Some part of it is composed of data structure declarations like this:

create table person (
	id bigserial primary key
	, name text not null
	, email text not null
	);

Those are the same kind of declarations you find in any language. They tend to be more diverse and concrete than other environments, this is partially because SQL has very bad support for generics, and partially because it improves your data validation. But outside of that, there isn't much of a difference.

Most databases will use the data structure for code verification, like any language with a static type system. What doesn't gain you much, because the SQL code is usually dynamic by itself. But that's just a facet of the rewrite-everything-3-times problem, and something we should expect not to exist.

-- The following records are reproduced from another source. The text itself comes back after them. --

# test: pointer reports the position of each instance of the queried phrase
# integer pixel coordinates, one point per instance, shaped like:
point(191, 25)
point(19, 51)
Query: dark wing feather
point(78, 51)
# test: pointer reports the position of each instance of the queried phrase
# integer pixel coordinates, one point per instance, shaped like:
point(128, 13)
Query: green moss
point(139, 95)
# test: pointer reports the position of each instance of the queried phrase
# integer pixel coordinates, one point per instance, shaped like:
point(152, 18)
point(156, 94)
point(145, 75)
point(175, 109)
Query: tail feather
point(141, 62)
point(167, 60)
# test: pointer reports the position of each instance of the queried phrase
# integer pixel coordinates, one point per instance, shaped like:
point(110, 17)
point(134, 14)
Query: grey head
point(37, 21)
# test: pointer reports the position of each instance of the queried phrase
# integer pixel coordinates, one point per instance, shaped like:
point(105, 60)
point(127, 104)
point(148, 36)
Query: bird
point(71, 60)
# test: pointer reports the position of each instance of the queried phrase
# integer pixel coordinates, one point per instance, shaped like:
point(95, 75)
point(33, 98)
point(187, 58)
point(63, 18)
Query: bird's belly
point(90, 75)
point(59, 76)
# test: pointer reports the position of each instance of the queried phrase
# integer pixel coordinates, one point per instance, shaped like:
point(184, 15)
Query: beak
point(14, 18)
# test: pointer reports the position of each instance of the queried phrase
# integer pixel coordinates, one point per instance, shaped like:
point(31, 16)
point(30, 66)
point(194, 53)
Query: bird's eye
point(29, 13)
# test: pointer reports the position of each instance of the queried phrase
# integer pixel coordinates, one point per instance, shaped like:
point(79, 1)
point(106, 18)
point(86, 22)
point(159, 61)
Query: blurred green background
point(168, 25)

The data structure will dictate how your data is stored and queried. Meanwhile, in some other layer, some other data structure will dictate how it's presented to the user; and in another layer, another structure tells the computer how to move the data around. That's the function of data structure, and why every language has some kind of it.

But some other parts of your database types are declared like those:

alter table person
	add constraint ak_person_email
	unique (email);
alter table person
	add constraint ch_person_name_length
	check (length(name) > 2 and length(name) < 1000);

Those are exclusively about your data content, not the structure, and something that most languages can't handle at all. Dependent type systems go into that level of detail, but lack the same generality.

Database constraints allow for an almost free verification of nearly any data feature at all. The cost is that this verification is dynamic; constraints don't help you verify your code, are checked for all data, and don't help determine the behavior of your system.

(But are they necessarily dynamic? Well, some are, and computing theory is obsessed with the idea that any problem that can't be fully solved just can't be solved at all. That idea is wrong, by the way.)

So, why do people use other systems?

The largest reason, by far, is the write-everything-3-times problem. Web software is organized in a way where database verification must never fail. Thus any verification there must be done in some other layer in a form that is at least as complete.

As one can expect, this lead to people not doing much verification there. But again, this is the kind of constraint that we must expect not to have on our systems, not one to learn how to cope with.

The other reasons are all about the limitations of this type system.

Database constraints are supposed to always be true, independently of time and the system's environment. This means they must be pure. Databases also usually impose that they must operate over a single table. And also, they must be fast enough to verify all of your data without slowing your software down.

But the nice thing is, if we allow rules that are not always true, none of those restrictions apply. And we can still use those rules to validate our data, verify our code, document it, and guide its execution. All we have to do is decide what to do with bad data.